Un Cœur En Hiver est un film totalement fascinant. En nous plongeant au sein de l'univers de la lutherie et du milieu musical dit classique, Claude Sautet nous mène dans les travers d'une histoire d'amour peu commune entre une violoniste et son luthier. Elle est belle comme un cœur, passionnée et reste une prodigieuse musicienne. Il est talentueux, réservé, taciturne et limite flippant. Pourtant, elle va éperdumment s'en amouracher jusqu'à perdre l'équilibre au sein de son existence ultra millimétrée. L'impossibilité d'une relation amoureuse malgré des sentiments réciproques reste un sujet extrêmement rare au cinéma et Sautet, mine de rien, nous offre peut-être ici son plus beau film.
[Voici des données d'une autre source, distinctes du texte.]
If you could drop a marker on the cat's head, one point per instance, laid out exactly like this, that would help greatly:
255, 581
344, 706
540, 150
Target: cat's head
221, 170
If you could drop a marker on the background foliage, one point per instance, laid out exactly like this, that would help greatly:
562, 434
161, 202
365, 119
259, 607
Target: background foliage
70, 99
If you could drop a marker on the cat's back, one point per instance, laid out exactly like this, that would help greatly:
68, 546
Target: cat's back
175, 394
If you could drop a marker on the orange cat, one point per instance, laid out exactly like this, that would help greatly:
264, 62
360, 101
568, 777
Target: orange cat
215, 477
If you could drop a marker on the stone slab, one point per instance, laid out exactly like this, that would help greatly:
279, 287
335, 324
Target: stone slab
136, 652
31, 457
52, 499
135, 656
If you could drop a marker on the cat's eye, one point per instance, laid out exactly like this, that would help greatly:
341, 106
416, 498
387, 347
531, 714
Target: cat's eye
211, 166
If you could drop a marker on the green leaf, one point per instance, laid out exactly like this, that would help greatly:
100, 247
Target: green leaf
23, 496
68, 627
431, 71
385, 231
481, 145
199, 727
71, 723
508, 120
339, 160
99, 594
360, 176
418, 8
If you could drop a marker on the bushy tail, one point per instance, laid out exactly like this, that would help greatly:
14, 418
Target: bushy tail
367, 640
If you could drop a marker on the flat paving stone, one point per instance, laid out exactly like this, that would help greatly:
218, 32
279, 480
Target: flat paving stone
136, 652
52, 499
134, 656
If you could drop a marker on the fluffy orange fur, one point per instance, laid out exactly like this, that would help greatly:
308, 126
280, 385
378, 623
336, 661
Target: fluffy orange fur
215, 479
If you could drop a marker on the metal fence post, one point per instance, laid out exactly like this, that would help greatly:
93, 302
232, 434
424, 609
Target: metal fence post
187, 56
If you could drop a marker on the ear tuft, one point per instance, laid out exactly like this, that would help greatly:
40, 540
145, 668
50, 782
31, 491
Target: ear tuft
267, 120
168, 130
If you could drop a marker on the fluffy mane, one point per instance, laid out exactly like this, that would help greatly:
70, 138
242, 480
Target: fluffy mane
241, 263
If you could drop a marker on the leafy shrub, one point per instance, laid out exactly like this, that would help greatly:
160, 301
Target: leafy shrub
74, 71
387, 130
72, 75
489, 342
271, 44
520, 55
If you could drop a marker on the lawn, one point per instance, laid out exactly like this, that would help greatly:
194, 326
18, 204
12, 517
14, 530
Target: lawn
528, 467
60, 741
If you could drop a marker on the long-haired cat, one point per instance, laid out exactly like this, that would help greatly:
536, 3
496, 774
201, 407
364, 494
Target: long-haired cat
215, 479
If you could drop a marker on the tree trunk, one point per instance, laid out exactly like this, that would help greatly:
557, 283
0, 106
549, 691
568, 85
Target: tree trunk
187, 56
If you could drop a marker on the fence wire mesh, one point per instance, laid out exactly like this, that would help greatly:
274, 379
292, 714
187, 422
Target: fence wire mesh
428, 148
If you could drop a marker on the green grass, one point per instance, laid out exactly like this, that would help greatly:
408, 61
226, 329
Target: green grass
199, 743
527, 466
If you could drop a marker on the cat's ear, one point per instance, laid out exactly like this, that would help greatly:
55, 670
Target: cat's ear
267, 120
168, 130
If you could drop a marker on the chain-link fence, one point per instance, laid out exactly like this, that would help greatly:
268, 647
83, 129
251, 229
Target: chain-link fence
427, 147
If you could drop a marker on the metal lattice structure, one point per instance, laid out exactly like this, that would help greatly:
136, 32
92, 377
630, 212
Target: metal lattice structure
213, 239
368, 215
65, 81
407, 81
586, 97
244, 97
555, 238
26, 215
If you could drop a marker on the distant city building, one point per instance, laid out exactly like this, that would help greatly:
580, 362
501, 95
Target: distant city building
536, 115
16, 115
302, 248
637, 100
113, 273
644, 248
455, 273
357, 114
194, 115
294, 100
Le plus complexe, aussi. En s'inspirant du roman russe Un Héros De Notre Temps, rédigé par Mikhaïl Lermontov et publié en 1840, le cinéaste nous conduit peu à peu au sein de la psychopathie du personnage masculin incarné par Daniel Auteuil, tout en démontrant la détresse psychologique éprouvée par la protagoniste féminine excellemment interprétée par Emmanuelle Béart. Dans une atmosphère feutrée propre au milieu dans lequel le film se déroule, la folie s'immisce inconditionnellement de par le besoin viscéral du luthier à abîmer la personnalité de celle qu'il séduit et qu'il évince par simple plaisir pervers. Rares sont les films abordant ce thème précis et qui comportent autant d'exactitude dans son développement. L’œuvre obtiendra pas moins de sept nominations lors de la cérémonie des César 1993 et en remporta deux, dont celui du meilleur réalisateur pour Claude Sautet. Emmanuelle Béart aurait largement mérité le sien cette année-là, mais c'est Catherine Deneuve qui l'emporta. That's life!

Nelly et Mr. Arnaud
6.8
12.

Nelly et Mr. Arnaud (1995)

1 h 46 min. Sortie : 18 octobre 1995 (France). Drame

Film de Claude Sautet

candygirl_ a mis 7/10.

Annotation :

DVD / StudioCanal

Dernier long-métrage de Claude Sautet, Nelly Et Mr. Arnaud aurait pu être conçu 25 ans plus tôt avec Romy Schneider en lieu et place d'Emmanuelle Béart. Pourtant cette dernière est absolument formidable dans le rôle de cette jeune femme se cognant perpétuellement à la vie tout en restant maîtresse de ses décisions. En vieux patriarche un brin lascar, Michel Serrault insuffle une vitalité à un personnage en fin de course qui reprend goût à la vie face aux émotions et aux sentiments qu'il ressent au contact de la jeune Nelly. Une jolie histoire d'âmes plus ou moins paumées mais qui ne lâchent jamais l'affaire pour autant afin de persévérer au sein d'une existence qui offre tout et rien à la fois. Une analyse bienveillante et excellemment bien incarnée.